A couple of years ago I posted a range report on a flintlock pistol

of Highland pattern. Just had a question from a gentleman,
I have one but the lock states Main Scott and Deeks. Grnk Greenock? 1777
I have shot it a great many times and it is the 4th of July in your hands.
Anyone know about the info on the Lock?
The name Greenock sounds familiar, and it's a town in Britain but other than that I don't know, and can't find, anything.

Anybody have any information/ideas?


Anonymous said...

Dunno about that individual pistol, but you used far too much priming powder. Use about 1/3 that much and give it a tiny shake to level it in the pan. The idea is for the flash to drive into the flash hole, igniting the main charge. Too large a prime will act as a train of powder, lenghtening the ignition time. A properly tuned and loaded flintlock is not noticeably slower than a cartridge arm.

One other small note, these things were commonly loaded whith shot, scraps of metal or any other debris that could cause a wound. Imagine getting hit in the face with a load of swan shot at ten or twelve feet!

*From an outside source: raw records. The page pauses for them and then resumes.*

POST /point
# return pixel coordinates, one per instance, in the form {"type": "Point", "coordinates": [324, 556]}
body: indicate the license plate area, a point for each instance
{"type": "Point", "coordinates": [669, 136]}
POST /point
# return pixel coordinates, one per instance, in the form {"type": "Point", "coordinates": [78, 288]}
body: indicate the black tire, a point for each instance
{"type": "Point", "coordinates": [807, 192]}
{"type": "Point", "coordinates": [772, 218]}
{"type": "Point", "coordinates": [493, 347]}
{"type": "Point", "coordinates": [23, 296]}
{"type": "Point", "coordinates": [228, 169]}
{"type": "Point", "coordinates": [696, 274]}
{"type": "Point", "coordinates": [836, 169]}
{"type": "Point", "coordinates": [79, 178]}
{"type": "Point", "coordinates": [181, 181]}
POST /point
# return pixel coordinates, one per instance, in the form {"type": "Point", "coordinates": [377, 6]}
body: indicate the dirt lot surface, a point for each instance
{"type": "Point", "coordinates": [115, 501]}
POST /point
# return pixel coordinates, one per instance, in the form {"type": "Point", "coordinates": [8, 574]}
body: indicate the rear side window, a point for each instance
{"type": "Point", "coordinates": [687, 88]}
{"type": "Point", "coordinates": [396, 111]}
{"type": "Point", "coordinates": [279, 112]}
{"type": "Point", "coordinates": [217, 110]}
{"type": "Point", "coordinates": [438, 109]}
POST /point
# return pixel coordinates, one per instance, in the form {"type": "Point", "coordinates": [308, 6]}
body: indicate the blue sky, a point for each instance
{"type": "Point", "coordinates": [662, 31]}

I have a replica Tower Pistol with a 10" barrel in .69 Cal.(16 Ga) which I carry when muzzleloader hunting for deer. It has made meat of several blue grouse, one on the wing. These old pot-irons are indeed primitive, but deadly none the less.

I don't think I'd even try a single ball in one, at least for the first shot, they're so much more effective with multiple projectiles.

Gerry N.

Kristophr said...

Manufacturer and town, so you probably got that right.

I don't see anything on the internet about that particular set of smiths ... Lock making was usually a specialized trade.